Content Data app
The Content Data app summarises and displays key statistics on the performance of pages on www.gov.uk.
The app mostly relies on GA4 data and is populated via a scheduled query and table in BigQuery, detailed below.
Access
The Content Data app itself requires a Signon account to access.
The data which populates the Content data app is stored in BigQuery in the govuk-content-data project. Access to this project and dataset is currently limited to individuals that are working on the project.
Location
The table directly connected to the tool can be found in BigQuery under the data set govuk-content-data.ga4.GA4 dataform
.
This table can be found in BigQuery under the data set govuk-content-data.ga4.ga4_two_years
.
For more information on our Google Cloud Platform projects, see our GCP project documentation.
Schema
field name | type | mode |
---|---|---|
the_date | STRING | NULLABLE |
cleaned_page_location | STRING | NULLABLE |
unique_page_views | INTEGER | NULLABLE |
total_page_views | INTEGER | NULLABLE |
exits | INTEGER | NULLABLE |
entrances | INTEGER | NULLABLE |
total_searches | INTEGER | NULLABLE |
unique_search_sessions | INTEGER | NULLABLE |
unique_searchterms | INTEGER | NULLABLE |
useful_yes | INTEGER | NULLABLE |
useful_no | INTEGER | NULLABLE |
session_starts | INTEGER | NULLABLE |
session_engaged | INTEGER | NULLABLE |
Code for pulling in GA4 data
Presently, the table which populates the Content Data app is generated via a scheduled query.
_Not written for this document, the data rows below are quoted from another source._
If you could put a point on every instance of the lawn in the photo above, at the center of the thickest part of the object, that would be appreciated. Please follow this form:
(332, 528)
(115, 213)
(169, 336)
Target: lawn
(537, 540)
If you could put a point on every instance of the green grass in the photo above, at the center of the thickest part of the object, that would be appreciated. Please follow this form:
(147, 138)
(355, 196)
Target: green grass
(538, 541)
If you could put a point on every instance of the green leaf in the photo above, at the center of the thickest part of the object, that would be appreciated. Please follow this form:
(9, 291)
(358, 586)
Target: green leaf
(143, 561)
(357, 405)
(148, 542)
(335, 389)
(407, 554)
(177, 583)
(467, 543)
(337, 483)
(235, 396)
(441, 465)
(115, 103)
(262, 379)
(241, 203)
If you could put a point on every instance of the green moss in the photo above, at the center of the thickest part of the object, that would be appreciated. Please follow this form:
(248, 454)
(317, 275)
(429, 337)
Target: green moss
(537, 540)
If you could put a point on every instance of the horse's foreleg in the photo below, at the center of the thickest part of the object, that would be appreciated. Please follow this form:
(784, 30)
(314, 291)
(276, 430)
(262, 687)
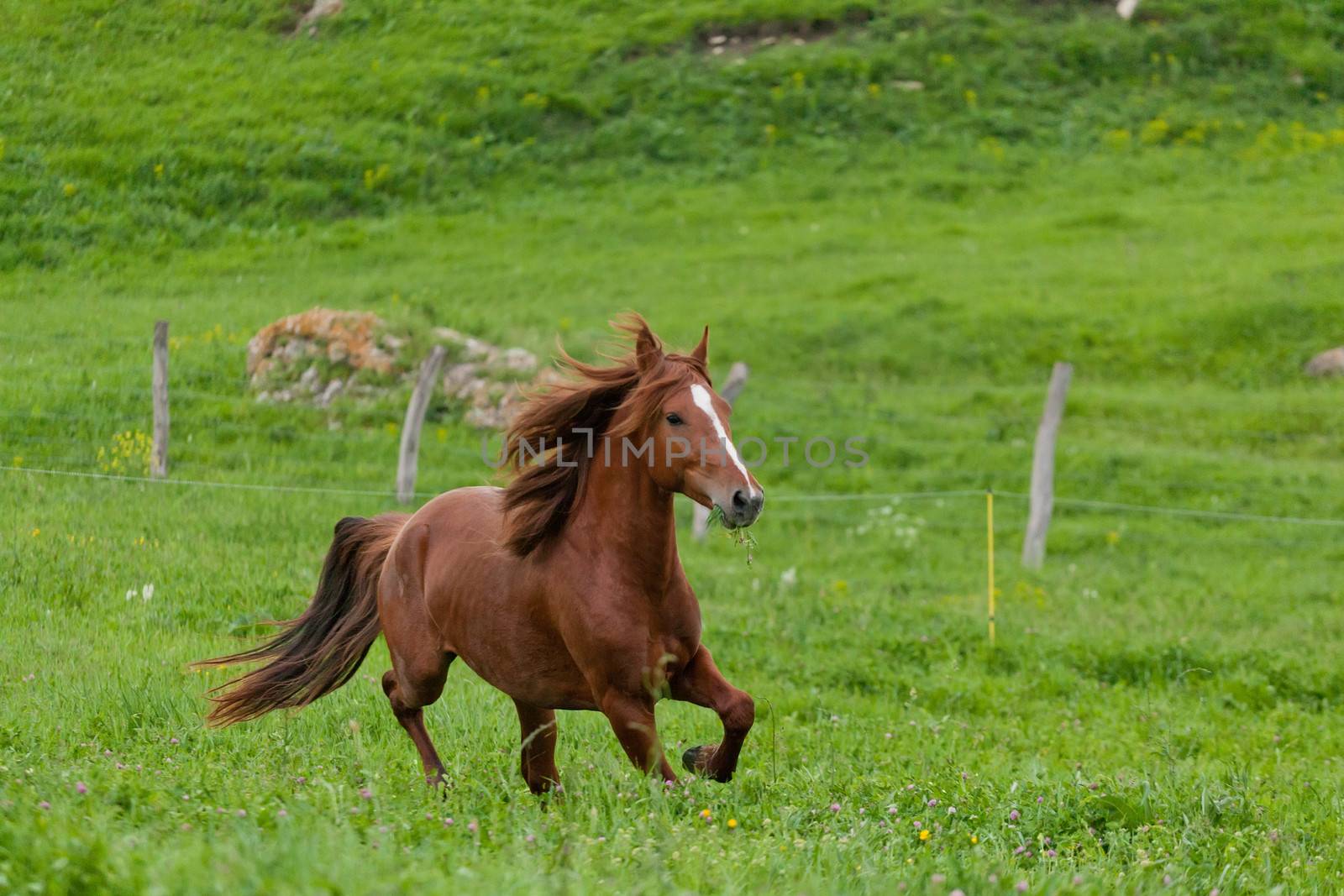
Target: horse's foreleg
(632, 720)
(538, 747)
(702, 683)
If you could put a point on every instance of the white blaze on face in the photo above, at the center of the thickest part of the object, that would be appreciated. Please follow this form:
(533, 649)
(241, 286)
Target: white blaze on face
(705, 402)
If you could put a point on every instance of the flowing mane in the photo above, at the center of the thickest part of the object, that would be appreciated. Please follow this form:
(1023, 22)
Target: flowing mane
(538, 501)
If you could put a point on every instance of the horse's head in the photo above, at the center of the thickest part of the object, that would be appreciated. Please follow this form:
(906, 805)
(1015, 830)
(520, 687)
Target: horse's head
(687, 426)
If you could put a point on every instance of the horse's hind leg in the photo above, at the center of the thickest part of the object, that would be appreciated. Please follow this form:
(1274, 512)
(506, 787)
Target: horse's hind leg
(538, 747)
(702, 683)
(410, 687)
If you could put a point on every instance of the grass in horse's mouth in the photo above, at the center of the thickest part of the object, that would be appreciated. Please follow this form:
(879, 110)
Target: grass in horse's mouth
(741, 537)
The code for this query can be found below.
WITH
CTE1 AS (
SELECT
user_pseudo_id,
(
SELECT
value.string_value
FROM
UNNEST(event_params)
WHERE
KEY = 'search_term') AS search_term,
SPLIT(SPLIT(REGEXP_REPLACE((
SELECT
value.string_value
FROM
UNNEST(event_params)
WHERE
KEY = 'page_location'), 'https://www.gov.uk', ''),'?')[SAFE_OFFSET(0)],'#')[SAFE_OFFSET(0)] AS cleaned_page_location,
(
SELECT
value.string_value
FROM
UNNEST(event_params)
WHERE
KEY = 'ui_text') AS ui_text,
CONCAT(user_pseudo_id, (
SELECT
value.int_value
FROM
UNNEST(event_params)
WHERE
KEY = 'ga_session_id')) AS unique_session_id,
(
SELECT
value.int_value
FROM
UNNEST(event_params)
WHERE
KEY = 'entrances') AS entrances,
event_name,
event_timestamp,
FORMAT_DATE('%Y-%m-%d', PARSE_DATE('%Y%m%d', event_date)) AS the_date,
IFNULL((CAST((
SELECT
value.int_value
FROM
UNNEST(event_params)
WHERE
KEY = "session_engaged") AS STRING)),(
SELECT
value.string_value
FROM
UNNEST(event_params)
WHERE
KEY = "session_engaged")) AS session_engaged,
IF
(LEAD(event_name) OVER (PARTITION BY CONCAT(user_pseudo_id, (SELECT value.int_value FROM UNNEST(event_params)
WHERE
KEY = 'ga_session_id'))
ORDER BY
event_timestamp) IS NULL, 1, NULL) AS isExit,
FROM
`ga4-analytics-352613.analytics_330577055.events_*`
WHERE
_table_suffix = FORMAT_DATE('%Y%m%d', DATE_SUB(CURRENT_DATE(), INTERVAL 1 DAY)) ),
CTE2 AS (
SELECT
the_date,
cleaned_page_location,
COUNT(DISTINCT
CASE
WHEN event_name = 'page_view' THEN unique_session_ID
END
) AS unique_page_views,
COUNT(CASE
WHEN event_name = 'page_view' THEN unique_session_ID
END
) AS total_page_views,
COUNT(DISTINCT
CASE
WHEN isexit = 1 THEN unique_session_ID
END
) AS exits,
COUNT(DISTINCT
CASE
WHEN entrances = 1 THEN unique_session_ID
END
) AS entrances,
COUNT(CASE
WHEN event_name = 'search' THEN search_term
END
) AS total_searches,
COUNT(DISTINCT
CASE
WHEN event_name = 'search' THEN unique_session_id
END
) AS unique_search_sessions,
COUNT(DISTINCT
CASE
WHEN event_name = 'search' THEN search_term
END
) AS unique_searchterms,
COUNT(CASE
WHEN event_name = 'form_submit' AND ui_text = 'Yes' THEN unique_session_id
END
) AS useful_yes,
COUNT(CASE
WHEN event_name = 'form_submit' AND ui_text = 'No' THEN unique_session_id
END
) AS useful_no,
COUNT(DISTINCT
CASE
WHEN event_name = 'session_start' THEN unique_session_iD
END
) AS session_starts,
COUNT(DISTINCT
CASE
WHEN session_engaged = '1' THEN unique_session_id
END
) AS session_engaged
FROM
CTE1
GROUP BY
cleaned_page_location,
the_date )
SELECT
*
FROM
CTE2